拓銀元頭取ら逆転有罪 まさか実刑とは 元行員ら「責任は昔の経営陣」

http://www.nishinippon.co.jp/nnp/national/20060831/20060831_048.shtml

破たんの本当の責任を問うなら、本来は、たとえ時効であっても2人より以前の経営陣が裁かれるべきだった

私は、東京地検に在籍していた平成8年当時、特捜部に応援で出されて、旧住専絡みの融資の中で立件できるものがないかどうか、連日連夜、段ボールから資料を出しては検討していた時期がありました。
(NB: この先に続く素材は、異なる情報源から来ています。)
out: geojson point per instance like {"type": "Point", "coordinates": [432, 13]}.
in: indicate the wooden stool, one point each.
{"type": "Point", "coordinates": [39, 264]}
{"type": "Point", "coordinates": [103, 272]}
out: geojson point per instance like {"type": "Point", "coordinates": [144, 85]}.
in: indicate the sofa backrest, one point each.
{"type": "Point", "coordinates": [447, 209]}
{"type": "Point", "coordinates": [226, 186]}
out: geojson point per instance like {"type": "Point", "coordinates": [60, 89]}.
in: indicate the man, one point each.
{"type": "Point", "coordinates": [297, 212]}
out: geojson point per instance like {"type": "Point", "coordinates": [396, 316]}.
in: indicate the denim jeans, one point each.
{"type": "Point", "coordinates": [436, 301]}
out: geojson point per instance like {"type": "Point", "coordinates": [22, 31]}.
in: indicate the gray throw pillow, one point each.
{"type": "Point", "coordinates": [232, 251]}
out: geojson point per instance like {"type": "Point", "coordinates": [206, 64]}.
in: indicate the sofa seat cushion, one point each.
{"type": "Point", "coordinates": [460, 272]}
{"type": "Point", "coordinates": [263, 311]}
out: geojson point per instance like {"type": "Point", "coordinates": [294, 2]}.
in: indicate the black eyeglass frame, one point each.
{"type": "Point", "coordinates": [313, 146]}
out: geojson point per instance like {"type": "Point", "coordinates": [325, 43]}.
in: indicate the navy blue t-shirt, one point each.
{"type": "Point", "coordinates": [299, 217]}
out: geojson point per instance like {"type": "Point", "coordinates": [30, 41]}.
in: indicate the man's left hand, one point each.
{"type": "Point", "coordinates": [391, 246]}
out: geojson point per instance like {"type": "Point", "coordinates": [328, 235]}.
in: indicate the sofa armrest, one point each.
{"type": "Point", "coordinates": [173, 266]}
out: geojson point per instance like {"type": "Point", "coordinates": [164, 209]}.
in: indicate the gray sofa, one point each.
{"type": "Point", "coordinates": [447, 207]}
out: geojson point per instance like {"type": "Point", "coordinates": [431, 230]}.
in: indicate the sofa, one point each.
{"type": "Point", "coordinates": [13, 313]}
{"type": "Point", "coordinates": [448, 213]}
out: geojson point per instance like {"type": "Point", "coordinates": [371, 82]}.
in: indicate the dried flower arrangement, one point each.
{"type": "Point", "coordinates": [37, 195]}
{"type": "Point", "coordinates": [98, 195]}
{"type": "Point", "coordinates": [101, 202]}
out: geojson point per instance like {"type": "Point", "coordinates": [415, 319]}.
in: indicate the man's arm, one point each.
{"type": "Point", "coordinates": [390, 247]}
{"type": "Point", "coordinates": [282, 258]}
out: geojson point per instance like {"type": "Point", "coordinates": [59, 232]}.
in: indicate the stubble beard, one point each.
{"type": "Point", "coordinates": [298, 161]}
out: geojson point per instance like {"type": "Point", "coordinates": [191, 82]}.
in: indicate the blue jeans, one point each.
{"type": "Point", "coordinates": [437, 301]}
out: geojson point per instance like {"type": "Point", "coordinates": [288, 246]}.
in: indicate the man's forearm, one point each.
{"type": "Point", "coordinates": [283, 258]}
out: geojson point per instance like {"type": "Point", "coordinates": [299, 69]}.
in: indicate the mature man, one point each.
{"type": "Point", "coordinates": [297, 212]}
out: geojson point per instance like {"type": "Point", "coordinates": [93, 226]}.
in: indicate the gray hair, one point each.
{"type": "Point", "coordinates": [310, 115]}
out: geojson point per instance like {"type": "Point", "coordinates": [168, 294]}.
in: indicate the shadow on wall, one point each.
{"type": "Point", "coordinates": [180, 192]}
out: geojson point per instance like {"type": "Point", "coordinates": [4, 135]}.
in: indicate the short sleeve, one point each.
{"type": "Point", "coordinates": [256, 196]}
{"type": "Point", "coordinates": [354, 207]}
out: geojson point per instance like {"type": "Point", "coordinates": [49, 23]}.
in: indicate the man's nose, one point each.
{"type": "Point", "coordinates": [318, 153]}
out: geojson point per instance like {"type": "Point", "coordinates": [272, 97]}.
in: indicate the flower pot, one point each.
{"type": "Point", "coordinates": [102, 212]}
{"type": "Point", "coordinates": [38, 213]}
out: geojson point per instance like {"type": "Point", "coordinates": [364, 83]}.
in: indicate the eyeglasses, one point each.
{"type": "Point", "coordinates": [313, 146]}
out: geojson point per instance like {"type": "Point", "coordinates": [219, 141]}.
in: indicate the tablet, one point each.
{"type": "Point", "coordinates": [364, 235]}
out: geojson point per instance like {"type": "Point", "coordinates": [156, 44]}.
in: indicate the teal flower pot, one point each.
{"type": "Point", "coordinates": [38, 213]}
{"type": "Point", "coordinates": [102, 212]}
その時、強く感じたのは、非常に問題のある、事件性の高い大規模融資は、昭和の終わりから平成の初めころまでに行われていて、その後の融資は、当初の融資の借り換えだったり、あるいは、規模が小さかったりして、いまひとつ立件にはなじまないものがほとんどだったという記憶があります。
実刑に処せられた元頭取らの責任も、決して小さくはないとは思いますが、より責任が重い者は、時効の壁の彼方へ逃げ去ってしまい、多額の退職金を手にし、安楽な生活を送る一方、金融機関を破綻させないために無理をして失敗してしまった者が、槍玉に挙げられ厳しくその責任を問われるという構図は、不公平という印象を拭いきれません。
上記記事の判決にあたっても、このような事情を考慮して、執行猶予を付するという選択肢もあったかもしれない、という気がします。